AUTHOR=Mohammed Musaab A. A. , Kaya Fuat , Mohamed Ahmed , Alarifi Saad S. , Abdelrady Ahmed , Keshavarzi Ali , Szabó Norbert P. , Szűcs Péter TITLE=Application of GIS-based machine learning algorithms for prediction of irrigational groundwater quality indices JOURNAL=Frontiers in Earth Science VOLUME=11 YEAR=2023 URL=https://www.frontiersin.org/journals/earth-science/articles/10.3389/feart.2023.1274142 DOI=10.3389/feart.2023.1274142 ISSN=2296-6463 ABSTRACT=

Agriculture is considered one of the primary elements for socioeconomic stability in most parts of Sudan. Consequently, the irrigation water should be properly managed to achieve sustainable crop yield and soil fertility.

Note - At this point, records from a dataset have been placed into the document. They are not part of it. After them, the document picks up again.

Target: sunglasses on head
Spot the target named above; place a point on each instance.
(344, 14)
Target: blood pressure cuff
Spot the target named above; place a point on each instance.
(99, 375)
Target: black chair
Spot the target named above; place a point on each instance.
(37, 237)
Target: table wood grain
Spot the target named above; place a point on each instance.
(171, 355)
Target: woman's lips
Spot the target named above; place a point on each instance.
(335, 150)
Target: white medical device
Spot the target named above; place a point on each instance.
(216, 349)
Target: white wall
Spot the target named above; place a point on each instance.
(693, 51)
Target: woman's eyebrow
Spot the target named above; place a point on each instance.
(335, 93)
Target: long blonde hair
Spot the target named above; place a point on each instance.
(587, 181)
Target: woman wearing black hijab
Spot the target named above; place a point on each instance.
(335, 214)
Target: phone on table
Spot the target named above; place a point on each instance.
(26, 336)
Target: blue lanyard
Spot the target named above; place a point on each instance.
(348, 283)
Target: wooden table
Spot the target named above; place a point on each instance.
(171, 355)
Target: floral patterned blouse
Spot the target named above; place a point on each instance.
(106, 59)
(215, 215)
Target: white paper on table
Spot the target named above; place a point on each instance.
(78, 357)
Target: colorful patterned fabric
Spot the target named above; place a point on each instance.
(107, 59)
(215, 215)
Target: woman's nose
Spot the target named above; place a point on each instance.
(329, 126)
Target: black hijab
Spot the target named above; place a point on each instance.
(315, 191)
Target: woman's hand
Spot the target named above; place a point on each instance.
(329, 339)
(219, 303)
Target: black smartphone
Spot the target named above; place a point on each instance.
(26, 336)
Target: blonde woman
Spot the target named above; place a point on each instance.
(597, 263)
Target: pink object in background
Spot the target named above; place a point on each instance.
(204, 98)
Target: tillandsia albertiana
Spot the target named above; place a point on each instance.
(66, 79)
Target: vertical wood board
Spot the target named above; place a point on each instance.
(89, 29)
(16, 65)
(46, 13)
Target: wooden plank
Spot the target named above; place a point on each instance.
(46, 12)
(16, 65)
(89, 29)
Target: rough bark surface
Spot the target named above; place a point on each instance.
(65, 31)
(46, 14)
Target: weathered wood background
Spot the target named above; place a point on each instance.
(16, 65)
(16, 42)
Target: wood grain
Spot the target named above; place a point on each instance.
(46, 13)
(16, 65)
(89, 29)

This research aims to predict the irrigation indices of sodium adsorption ratio (SAR), sodium percentage (Na%), permeability index (PI), and potential salinity (PS) using innovative machine learning (ML) techniques, including K-nearest neighbor (KNN), random forest (RF), support vector regression (SVR), and Gaussian process regression (GPR). Thirty-seven groundwater samples are collected and analyzed for twelve physiochemical parameters (TDS, pH, EC, TH, Ca+2, Mg+2, Na+, HCO3, Cl, SO4−2, and NO3) to assess the hydrochemical characteristics of groundwater and its suitability for irrigation purposes. The primary investigation indicated that the samples are dominated by Ca-Mg-HCO3 and Na-HCO3 water types resulted from groundwater recharge and ion exchange reactions. The observed irrigation indices of SAR, Na%, PI, and PS showed average values of 7, 42.5%, 64.7%, and 0.5, respectively. The ML modeling is based on the ion’s concentration as input and the observed values of the indices as output. The data is divided into two sets for training (70%) and validation (30%), and the models are validated using a 10-fold cross-validation technique. The models are tested with three statistical criteria, including mean square error (MSE), root means square error (RMSE), and correlation coefficient (R2). The SVR algorithm showed the best performance in predicting the irrigation indices, with the lowest RMSE value of 1.45 for SAR. The RMSE values for the other indices, Na%, PI, and PS, were 6.70, 7.10, and 0.55, respectively. The models were applied to digital predictive data in the Nile River area of Khartoum state, and the uncertainty of the maps was estimated by running the models 10 times iteratively. The standard deviation maps were generated to assess the model’s sensitivity to the data, and the uncertainty of the model can be used to identify areas where a denser sampling is needed to improve the accuracy of the irrigation indices estimates.